Aku diam seribu bahasa, dia pun mungkin paham karena dia juga ikut diam. Tak biasanya seorang Aruna Wimala jadi sangat diam. Ketika sampai di taman yang biasa kami kunjungi seperti biasa dia akan langsung membeli ice cream langganannya dan segera duduk disebelahku.
"Ada apa, Ka? Kamu mau ngomong sesuatu ya?" Tanyanya, yah sudah kuduga dia memang sangat peka.
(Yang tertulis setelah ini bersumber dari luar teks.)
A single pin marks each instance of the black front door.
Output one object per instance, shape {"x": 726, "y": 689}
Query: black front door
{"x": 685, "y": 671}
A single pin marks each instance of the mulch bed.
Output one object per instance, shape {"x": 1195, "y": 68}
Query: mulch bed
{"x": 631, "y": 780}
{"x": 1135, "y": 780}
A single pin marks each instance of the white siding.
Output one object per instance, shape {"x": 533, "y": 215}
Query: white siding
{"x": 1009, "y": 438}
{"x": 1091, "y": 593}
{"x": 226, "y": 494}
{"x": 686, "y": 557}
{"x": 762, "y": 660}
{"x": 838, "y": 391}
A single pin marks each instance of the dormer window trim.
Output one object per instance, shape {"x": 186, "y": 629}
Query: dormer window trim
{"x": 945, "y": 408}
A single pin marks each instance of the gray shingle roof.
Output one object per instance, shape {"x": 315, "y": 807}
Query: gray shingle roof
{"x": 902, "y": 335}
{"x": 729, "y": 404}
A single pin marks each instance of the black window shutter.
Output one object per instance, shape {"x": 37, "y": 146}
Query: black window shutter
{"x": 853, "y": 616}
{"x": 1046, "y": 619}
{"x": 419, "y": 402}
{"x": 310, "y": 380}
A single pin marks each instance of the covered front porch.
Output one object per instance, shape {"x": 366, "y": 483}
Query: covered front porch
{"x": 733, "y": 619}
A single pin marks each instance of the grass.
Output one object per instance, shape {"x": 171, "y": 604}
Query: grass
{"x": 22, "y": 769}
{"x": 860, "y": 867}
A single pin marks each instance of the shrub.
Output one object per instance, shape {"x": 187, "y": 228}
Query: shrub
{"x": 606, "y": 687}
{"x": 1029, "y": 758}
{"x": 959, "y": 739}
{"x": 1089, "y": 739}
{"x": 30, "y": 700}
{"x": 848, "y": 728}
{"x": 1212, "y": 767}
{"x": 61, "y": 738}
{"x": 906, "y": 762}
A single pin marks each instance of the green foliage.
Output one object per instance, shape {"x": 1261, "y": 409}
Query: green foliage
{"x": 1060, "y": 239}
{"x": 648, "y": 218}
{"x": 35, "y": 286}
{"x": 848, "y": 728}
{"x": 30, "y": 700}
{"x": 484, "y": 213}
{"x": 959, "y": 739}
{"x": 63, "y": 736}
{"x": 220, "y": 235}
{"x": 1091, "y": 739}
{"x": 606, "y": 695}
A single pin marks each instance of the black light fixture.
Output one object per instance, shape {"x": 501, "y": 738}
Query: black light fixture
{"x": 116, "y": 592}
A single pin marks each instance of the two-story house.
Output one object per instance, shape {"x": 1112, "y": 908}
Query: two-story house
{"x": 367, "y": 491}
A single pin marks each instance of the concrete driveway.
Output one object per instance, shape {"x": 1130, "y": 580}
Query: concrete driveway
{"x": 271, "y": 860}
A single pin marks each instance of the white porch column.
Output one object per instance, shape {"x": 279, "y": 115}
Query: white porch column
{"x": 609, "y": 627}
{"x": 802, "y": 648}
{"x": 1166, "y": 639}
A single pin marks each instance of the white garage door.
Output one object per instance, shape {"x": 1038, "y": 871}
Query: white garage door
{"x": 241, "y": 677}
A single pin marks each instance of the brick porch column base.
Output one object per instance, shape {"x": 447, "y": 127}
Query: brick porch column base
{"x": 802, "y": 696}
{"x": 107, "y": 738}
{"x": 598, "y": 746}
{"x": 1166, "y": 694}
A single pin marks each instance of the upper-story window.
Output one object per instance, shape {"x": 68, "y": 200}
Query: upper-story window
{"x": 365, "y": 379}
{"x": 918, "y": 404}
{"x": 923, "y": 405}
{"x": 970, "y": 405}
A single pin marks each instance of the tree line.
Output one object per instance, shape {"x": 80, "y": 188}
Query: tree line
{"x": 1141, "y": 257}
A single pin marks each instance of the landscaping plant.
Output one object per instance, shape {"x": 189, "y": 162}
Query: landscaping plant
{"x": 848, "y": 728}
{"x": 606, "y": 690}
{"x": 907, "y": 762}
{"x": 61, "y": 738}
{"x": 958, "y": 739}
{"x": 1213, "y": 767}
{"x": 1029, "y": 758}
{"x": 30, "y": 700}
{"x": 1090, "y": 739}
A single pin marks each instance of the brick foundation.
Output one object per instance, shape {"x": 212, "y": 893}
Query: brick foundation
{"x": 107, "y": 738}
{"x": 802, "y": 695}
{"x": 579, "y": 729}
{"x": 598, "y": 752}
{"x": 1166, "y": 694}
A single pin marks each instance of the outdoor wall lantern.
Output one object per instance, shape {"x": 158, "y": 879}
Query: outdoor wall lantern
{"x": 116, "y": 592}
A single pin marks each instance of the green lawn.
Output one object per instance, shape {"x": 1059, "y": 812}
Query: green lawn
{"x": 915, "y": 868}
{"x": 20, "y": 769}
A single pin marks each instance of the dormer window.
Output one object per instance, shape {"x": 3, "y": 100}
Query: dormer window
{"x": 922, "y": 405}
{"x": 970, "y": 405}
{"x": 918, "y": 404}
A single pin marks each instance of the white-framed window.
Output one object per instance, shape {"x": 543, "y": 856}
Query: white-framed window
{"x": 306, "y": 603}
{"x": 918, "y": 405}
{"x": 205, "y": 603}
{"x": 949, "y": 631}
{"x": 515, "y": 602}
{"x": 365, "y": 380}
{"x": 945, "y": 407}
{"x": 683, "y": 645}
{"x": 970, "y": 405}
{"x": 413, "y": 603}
"Sebelumnya, kumohon kamu maafin aku seikhlas-ikhlasnya. Meskipun, aku tau itu sulit. Dan kumohon, kamu harus tetap bersinar dengan terang setelah ini. Run, maaf kurasa kita tak bisa melanjutkan hubungan ini." Kataku terpotong sungguh hatiku tak kuasa melihat air mukanya yang berubah
"Kenapa Ka? Kamu ada masalah ya? Ayo kita bicarakan baik-baik. Kenapa kamu selalu mengakhiri segalanya seenakmu saja" ucapnya menahan tangis.
Aku menggeleng pelan "Maaf Run, kali ini kita tak bisa membicarakan apapun lagi. Aku sudah melamar seseorang. Aku sudah punya calon istri. Maaf Run, kukira kita bisa selamanya tapi ternyata Tuhan punya rahasia lain" Aruna hanya menatapku dengan tatapan kosong dan air matanya yang terus menerus menetes.
"Iya aku tahu segalanya Ka, tentang gadis manis itu tentang kamu dan tentang kita. Aku hanya menunggu waktu saat kamu berusaha mengungkapkan. Tak mengapa aku paham aku hanyalah lilin kecil tak berdaya yang bisa kamu padamkan kapan saja saat kamu sudah menemukan lenteramu sendiri. Kamu harus bahagia, kamu harus bahagia Kala Andhanu." Ucapnya terbata-bata.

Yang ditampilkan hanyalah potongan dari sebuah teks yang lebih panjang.